行っているうちに、索道の昇降口が見えてきた。

別の鉱夫が昇降口で待っていた。

ライラに気付き、手を降っている。



「子供たちは、村へ降りてきてはいないのですよね」



昇降口に着くや、待っていた鉱夫に尋ねた。



「そこは間違いなく」


「では、行きましょう」



ライラは索道へ近付く。

ライラの両脚が、ぶるぶると震えていた。

索道への恐怖だけではない。

一気に駆けたため、ライラの細足が悲鳴をあげているのだ。



(……だから……大丈夫)



ライラは足を叱咤して、なんとか歩く。

索条に吊るされた二人乗りの椅子が見えた。

ガタガタと揺れ、動いている。


ここで躊躇ってはいけない。

ライラは意を決した。

駆けてきた勢いで椅子に座らなければ、絶対に乗れなくなってしまう。


自動で動いている椅子に手をかける。

どすんと、ライラは椅子に腰かけた。

間を置かず、後ろに付いてきていた鉱夫がライラの隣に座る。

そうして、お願いしていた通りライラの腕を掴んでくれた。



「失礼しまさ」


「いえ、宜しくお願いします」



ライラは頷く。

直後。椅子が大きく揺れた。


索条に吊るされた椅子が、地面から離れていく。

ゆっくりと、ゆっくりと、空を駆けはじめる。

ライラの足が震えた。

足だけでなく、腕も、身体も。もはや疲れているだけだという言い訳もできない。



「ひ、あ……!」


「フィナ様。掴んでるんで。

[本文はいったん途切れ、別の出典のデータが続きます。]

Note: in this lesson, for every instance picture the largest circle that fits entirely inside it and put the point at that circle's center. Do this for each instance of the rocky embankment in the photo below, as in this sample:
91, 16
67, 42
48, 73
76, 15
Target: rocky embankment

安心して、目を瞑っておいてくださいや」


「そ、そうします」



鉱夫の言う通り、ライラはぎゅっと目を瞑った。

しかし恐怖が和らぐことはない。

むしろ状況が分からない分、さらに恐くなった気がした。


しかし今更、目を開けられない。

ライラは仕方なく、鉱夫の手を掴んだ。

鉱夫がびくりと身体を震わせた。

しかし掃いのけたりはされず、じっとしていてくれた。



(……セクタ)



揺れる椅子の上で、ライラはセクタの顔を思い出す。

昨夜の相談は、このためだったのか。

ブラムが危惧していた通り、村人が魔族だと気付いたのか。


人間にとって、魔族は憎むべき対象だ。

奴隷であった子供たちなら、なおさらだろう。

魔族との戦争によって、孤児となってしまったのだから。

村人の正体を知れば、心穏やかでいられないに決まっている。



(……だけど今は、どうか)



今はとにかく、どうか。

無事でいて欲しいとライラは願うのだった。